The problem with backprop: Backprop requires perfect knowledge of the computation performed in the forward pass or or the differentiable model of the forward pass to compute the derivatives in the backward pass. Backprop cannot take place if the forward pass were a black box computation. This is not an issue for the forward-forward (FF) algorithm.

An RL approach can make up for this shortcoming through random trial and error of weights and correlating the resulting change in a suitable reward function. However, RL models have high variance, especially when there are many changing variables. RL requires the lr to be inversely proportional to the number of variables being ‘guessed’, making RL a method that scales poorly for large networks.

The Forward-Forward Algorithm

The idea is to replace the forward and backward passes of backpropagation by two forward passes that operate in exactly the same way as each other, but on different data and with opposite objectives.

  • +ve pass: uses real data, adjusts weights to increase goodness on every hidden layer
  • -ve pass: uses -ve data, adjust weights to decrease goodness in every hidden layer

Goodness Function Used: sum of the squares (or -ve squares) of the activities of the rectified linear neurons in that layer
The goodness function was selected due to very simple derivatives and layer normalization removes all trace of the goodness.

Training:

The aim of learning is to make the goodness be well above some threshold for real data and well below the same value for negative data. The model should correctly classify input vectors as +ve or -ve by applying the logistic fn to the goodness, minus some threshold θ.

image-center source: research paper linked above

FF normalizes the length of the hidden vector before using it as input to the next layer. This removes the length information of the activity, which defines the goodness for that layer. Only the orientation (relative activity) of the activity will be passed on to the next layer. This is because it is not necessary for the model to learn new features from the length data.

Experimental Setup

Motivating Questions:

  1. If we have a good source of -ve data, does FF learn effective multi-layer representations that capture the data structure?
  2. Where does the -ve data come from?

The Method:

  1. Contrastive Supervised Learning Dataset: MNIST Preprocessing Real data –> +ve || Corrupted data –> -ve There are various ways to create corrupted data. Hinton manually creates corrupted -ve data using masks, and focuses on creating data with very different long range correlations but very similar short range correlations. This forces FF to focus on long range correlations in imgs that characterize shape.

    image-center source: i draw things

    When jittering is applied on the data, test error decreased to 0.64% (from 1.36% before), which is close to a backprop cnn. Images were jittered by 2 pixels in each direction to get 25 different shifts for each image. This forces the use of spatial layout of pixels, making the model no longer permutation invariant.
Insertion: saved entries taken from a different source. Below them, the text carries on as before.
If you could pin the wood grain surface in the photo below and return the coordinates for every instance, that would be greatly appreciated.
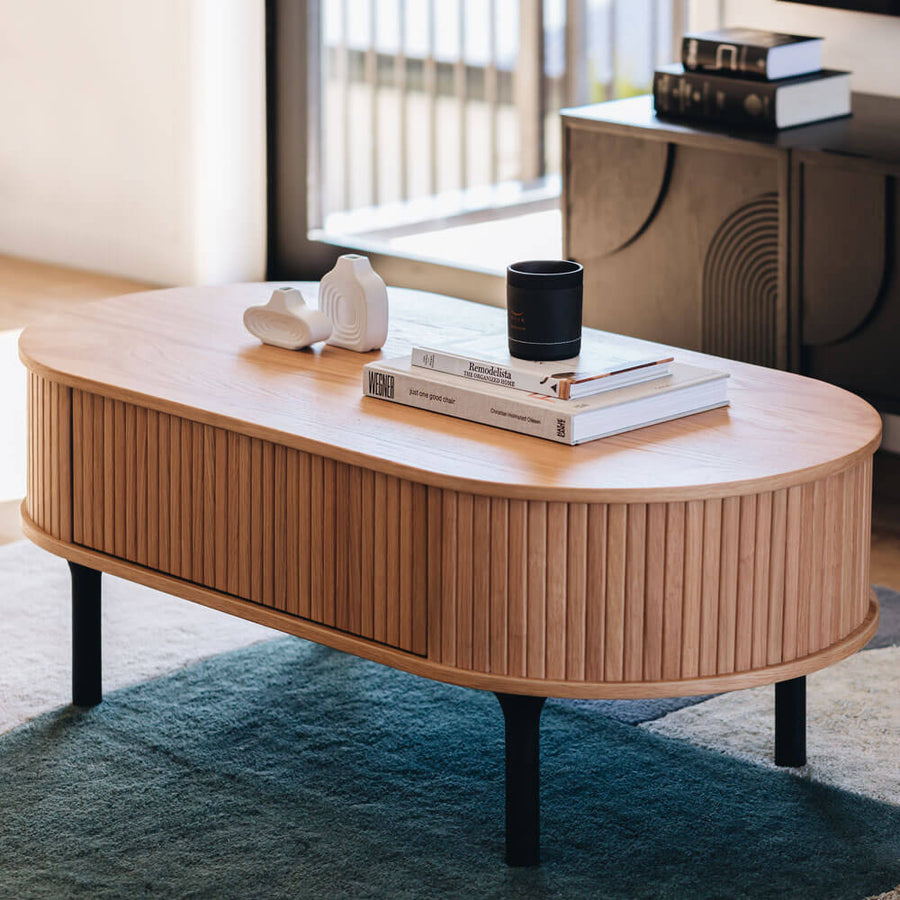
(185, 352)
(614, 588)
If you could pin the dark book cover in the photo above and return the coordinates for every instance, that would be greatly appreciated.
(736, 51)
(732, 101)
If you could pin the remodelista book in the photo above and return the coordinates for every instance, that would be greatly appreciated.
(603, 365)
(686, 390)
(764, 105)
(751, 53)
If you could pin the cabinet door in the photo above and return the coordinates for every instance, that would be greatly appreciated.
(845, 253)
(304, 534)
(680, 243)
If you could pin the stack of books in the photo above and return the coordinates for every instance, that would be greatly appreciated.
(743, 76)
(613, 386)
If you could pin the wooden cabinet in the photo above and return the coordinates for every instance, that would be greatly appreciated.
(778, 249)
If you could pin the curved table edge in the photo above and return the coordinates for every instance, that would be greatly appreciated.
(420, 665)
(763, 484)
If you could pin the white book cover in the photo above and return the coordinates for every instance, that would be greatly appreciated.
(686, 390)
(605, 363)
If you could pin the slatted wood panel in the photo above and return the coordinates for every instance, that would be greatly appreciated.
(548, 590)
(272, 525)
(648, 592)
(49, 474)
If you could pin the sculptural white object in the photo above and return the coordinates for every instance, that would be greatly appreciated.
(354, 297)
(286, 321)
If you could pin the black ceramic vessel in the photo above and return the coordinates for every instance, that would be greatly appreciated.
(543, 308)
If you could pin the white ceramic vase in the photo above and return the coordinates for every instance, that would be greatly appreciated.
(286, 321)
(354, 297)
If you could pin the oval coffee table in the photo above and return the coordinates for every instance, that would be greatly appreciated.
(721, 551)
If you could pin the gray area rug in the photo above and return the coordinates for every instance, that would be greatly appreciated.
(288, 770)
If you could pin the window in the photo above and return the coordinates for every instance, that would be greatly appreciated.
(431, 127)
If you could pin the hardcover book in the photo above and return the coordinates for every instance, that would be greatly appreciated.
(751, 53)
(686, 390)
(757, 104)
(603, 364)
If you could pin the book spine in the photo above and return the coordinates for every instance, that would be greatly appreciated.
(490, 373)
(746, 60)
(468, 403)
(694, 95)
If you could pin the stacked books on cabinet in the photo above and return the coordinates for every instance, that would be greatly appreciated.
(613, 386)
(746, 77)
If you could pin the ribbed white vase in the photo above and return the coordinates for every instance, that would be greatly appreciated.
(354, 297)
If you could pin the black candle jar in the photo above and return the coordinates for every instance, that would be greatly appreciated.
(543, 309)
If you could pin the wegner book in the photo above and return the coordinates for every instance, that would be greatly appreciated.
(603, 364)
(686, 390)
(751, 53)
(759, 104)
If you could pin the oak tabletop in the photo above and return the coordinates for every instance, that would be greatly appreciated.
(185, 351)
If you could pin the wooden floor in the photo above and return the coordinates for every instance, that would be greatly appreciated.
(30, 290)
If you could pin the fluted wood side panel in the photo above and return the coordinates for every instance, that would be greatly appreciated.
(49, 475)
(547, 590)
(647, 592)
(285, 529)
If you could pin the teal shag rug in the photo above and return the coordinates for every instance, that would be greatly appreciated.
(286, 769)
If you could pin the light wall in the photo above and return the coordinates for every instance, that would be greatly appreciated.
(134, 136)
(864, 43)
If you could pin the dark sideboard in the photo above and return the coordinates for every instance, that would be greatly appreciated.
(774, 248)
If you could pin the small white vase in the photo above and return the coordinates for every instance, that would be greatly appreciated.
(286, 321)
(354, 297)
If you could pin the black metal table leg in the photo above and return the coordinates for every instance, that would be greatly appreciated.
(523, 829)
(86, 661)
(790, 722)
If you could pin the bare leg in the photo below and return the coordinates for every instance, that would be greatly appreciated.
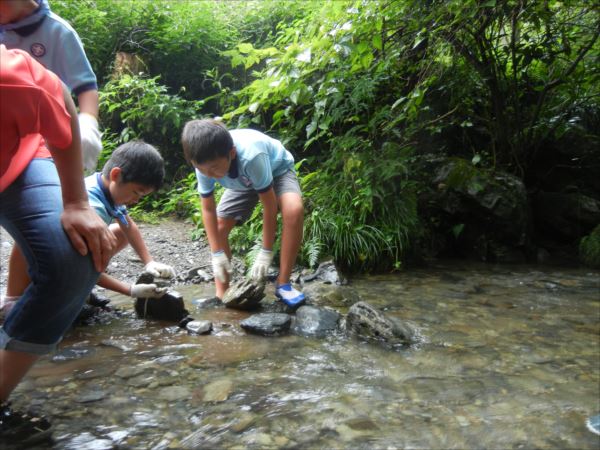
(292, 215)
(13, 367)
(224, 228)
(18, 278)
    permutation invariance: where a model does not assume spatial relationships between features.

    Training

    1. Learn to transform input vec into representation vec without using info about the labels
    2. Linear Classifier: Learn simple lin transformation of the rep vec –> logit vec –> softmax to find probability distribution over labels
    3. Run the net with a particular label as part of the input, and accumulate goodness of all except the first hid layer. Do this for each label separately, then choose the label with the highest goodness.

Key Takeaways

Backprop (BP)Forward-forward (FF)
Likely here to stay for most general applicationsCurrently does not generalize that well
 Outperforms in 2 cases: 1. as a model for cortex learning 2. low-power analog hardware (can replace RL)
 Comparable/Slightly slower speed to BP (paper did not clarify if it referred to training or prediction speed)
 Can be used when forward pass is unknown
 Can learn while pipelining sequential data continuously

Things to Note:

  • The paper only tested FF on small networks of a few million connections. Large networks have yet to be tested.